The cross_comp() function allows for the cross-comparison of the produced HespDiv clusters, corresponding to different HespDiv polygons. In the output of hespdiv(), comparison values (performance) are provided only for pairs of clusters obtained by the same split-line. On the other hand, the cross_comp() function takes each HespDiv cluster and compares its data to the data of every other HespDiv cluster using the same subdivision method approach, resulting in a matrix of cross-comparison results. This matrix can be further processed and used with other data exploration methods. For example, it can be transformed into a distance matrix and utilized as input for cluster or network analysis, effectively visualizing the interrelations between HespDiv clusters.
sim_m <- cross_comp(hd) # Obtain cross-comparison matrix cl <- hclust(as.dist(1-sim_m)) # Convert similarity to distance and perfomring cluster analysis plot(cl)

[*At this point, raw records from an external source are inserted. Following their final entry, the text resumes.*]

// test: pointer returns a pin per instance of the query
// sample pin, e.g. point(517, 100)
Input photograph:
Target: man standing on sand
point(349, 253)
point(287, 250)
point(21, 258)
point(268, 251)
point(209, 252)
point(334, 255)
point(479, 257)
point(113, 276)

# install.packages("igprah") library(igraph) gr <- graph.adjacency( as.matrix(as.dist(sim_m)), # Zero the diagonal of the similarity matrix for the graph mode = "undirected", weighted = TRUE, diag = FALSE ) plot(gr)
gr <- igraph::graph.adjacency( as.matrix(as.dist(sim_m)), # Zero the diagonal of the similarity matrix for the graph mode="undirected", weighted=TRUE, diag=FALSE ) plot(gr)
The cluster analysis clearly reveals three main clusters of fossil taxa assemblages corresponding to the east, west, and central US HespDiv polygons. Additionally, the graph illustrates that fossil taxa assemblages from peripheral polygons are the most distinct, while the first HespDiv cluster, encompassing all study data from the entire US, occupies the center of the graph. These characteristics may reflect a fundamental aspect of how community change is distributed in space: it accelerates from the interior towards the periphery of the continent. This phenomenon might be explained by the spatial autocorrelation of fossil assemblages at a continental/regional scale. Consequently, regions with more neighboring regions exhibit less distinct fossil taxa assemblages compared to regions on the periphery of the continent, which have fewer neighboring regions.
The performance of subdivisions is demonstrated by the performance of split-lines, their z-scores, and ranks. However, there is a reasonable need to estimate the significance of the HespDiv output by other means, since the result might be sensitive to the subdivision criteria used, or similar performances can be obtained from totally randomized data.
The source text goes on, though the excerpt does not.